Watch part 1 and part 2 of the interview with Dr Singh.

This guidance essentially outlines how and when developers should engage with regulators during the development of these radiopharmaceutical assets. A central theme is a renewed focus on dose justification.

The guidance makes it clear that before advancing to a registrational trial design, sponsors of a radiopharmaceutical must adhere to the principles and framework of the Project Optimus initiative. Radiopharmaceutical development is not exempt from the robust dose selection discussions that are now standard for any oncology asset. Singh views this as a positive step. Adherence to Project Optimus is the right strategy to de-risk programs prior to a registrational design and is critical for patient safety, ensuring that the dosing for any treatment modality is robustly explored.

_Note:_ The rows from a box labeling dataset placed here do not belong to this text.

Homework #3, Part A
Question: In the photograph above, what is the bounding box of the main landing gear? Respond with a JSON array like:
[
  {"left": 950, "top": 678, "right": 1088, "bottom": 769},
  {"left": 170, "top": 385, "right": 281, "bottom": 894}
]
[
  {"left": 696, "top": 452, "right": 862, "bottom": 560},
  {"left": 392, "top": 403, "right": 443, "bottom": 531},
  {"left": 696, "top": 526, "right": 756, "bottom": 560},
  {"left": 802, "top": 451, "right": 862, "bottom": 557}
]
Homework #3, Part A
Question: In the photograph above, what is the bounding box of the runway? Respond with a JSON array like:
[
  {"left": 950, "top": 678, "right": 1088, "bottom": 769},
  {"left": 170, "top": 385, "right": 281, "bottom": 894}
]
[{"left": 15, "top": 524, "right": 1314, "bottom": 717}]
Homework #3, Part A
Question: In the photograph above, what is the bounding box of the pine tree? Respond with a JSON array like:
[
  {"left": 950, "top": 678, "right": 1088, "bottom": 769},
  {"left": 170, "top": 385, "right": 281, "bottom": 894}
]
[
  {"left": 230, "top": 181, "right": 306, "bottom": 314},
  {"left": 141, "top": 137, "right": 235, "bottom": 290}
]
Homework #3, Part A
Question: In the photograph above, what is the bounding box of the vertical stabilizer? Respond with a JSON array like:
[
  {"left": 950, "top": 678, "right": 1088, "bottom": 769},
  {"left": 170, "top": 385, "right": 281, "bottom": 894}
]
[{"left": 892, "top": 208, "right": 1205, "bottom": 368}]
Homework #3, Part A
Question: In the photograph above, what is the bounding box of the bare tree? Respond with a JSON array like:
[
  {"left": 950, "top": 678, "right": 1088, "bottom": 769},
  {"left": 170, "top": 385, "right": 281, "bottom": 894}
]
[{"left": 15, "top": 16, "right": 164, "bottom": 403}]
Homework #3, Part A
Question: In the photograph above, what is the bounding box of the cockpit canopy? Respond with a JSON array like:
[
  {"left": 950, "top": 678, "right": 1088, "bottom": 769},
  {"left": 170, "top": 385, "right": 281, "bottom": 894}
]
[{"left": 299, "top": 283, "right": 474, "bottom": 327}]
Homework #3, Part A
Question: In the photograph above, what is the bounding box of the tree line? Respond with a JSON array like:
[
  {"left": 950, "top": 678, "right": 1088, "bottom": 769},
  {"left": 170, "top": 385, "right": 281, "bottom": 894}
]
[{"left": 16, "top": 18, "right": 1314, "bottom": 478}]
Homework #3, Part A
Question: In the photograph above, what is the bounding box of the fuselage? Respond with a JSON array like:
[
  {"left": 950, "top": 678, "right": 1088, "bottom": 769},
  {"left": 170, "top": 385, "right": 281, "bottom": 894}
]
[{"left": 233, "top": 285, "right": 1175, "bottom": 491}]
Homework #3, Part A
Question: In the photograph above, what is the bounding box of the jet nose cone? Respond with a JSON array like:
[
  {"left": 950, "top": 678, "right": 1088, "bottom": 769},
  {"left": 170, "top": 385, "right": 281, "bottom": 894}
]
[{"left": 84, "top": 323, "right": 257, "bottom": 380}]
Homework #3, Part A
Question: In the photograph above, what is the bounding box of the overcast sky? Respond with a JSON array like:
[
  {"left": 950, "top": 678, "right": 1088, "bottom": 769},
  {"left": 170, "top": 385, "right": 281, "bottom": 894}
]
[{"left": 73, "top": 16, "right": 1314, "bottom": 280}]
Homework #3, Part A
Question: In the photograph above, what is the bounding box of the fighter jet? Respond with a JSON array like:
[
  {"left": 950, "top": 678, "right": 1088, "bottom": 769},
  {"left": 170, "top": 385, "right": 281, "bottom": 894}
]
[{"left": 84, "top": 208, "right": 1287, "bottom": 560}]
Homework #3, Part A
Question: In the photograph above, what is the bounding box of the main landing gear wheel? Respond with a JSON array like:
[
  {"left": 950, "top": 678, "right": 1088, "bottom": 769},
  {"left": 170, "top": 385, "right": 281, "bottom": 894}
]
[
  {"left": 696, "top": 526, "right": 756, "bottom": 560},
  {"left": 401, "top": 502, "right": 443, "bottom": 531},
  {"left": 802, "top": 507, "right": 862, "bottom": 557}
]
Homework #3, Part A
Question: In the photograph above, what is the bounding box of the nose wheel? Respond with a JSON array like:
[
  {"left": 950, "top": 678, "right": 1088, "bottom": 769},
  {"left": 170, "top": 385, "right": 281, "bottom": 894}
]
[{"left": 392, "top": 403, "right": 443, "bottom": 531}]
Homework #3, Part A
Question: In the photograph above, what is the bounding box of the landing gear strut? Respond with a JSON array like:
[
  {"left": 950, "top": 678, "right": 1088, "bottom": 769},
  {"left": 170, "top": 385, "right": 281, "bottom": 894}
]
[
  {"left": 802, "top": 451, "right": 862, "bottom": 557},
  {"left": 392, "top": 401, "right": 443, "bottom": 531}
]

Regarding data requirements, the FDA is providing guidance on the necessity of integrating data from multiple distinct sources. For radiopharmaceuticals, this integration must include:

1. Dosimetry Data: This is unique to radiopharmaceuticals—Singh notes that you don't see it for oral or immunotherapy drug development. Dosimetry data quantifies the radioactive component of these assets, specifically calculating the absorbed radiation dose and exposure time for critical organs. The primary concerns are with potential long-term bone marrow and renal (kidney) toxicity.
2. Pharmacokinetic (PK) and Pharmacodynamic (PD) Data.
3. Clinical Data: Standard safety and efficacy endpoints.

One specific point of critique and ongoing discussion within the industry is how the FDA will weigh these different data sources. Specifically, there is debate about the relative importance of dosimetry data—which predicts organ exposure—vs the clinical data being generated on a patient-by-patient basis (ie, observed toxicity and efficacy).

Singh believes there is still some "swirl" or debate about where the FDA will ultimately place the weight, and this is a point that will likely be refined as more of these development programs mature and move through the regulatory process.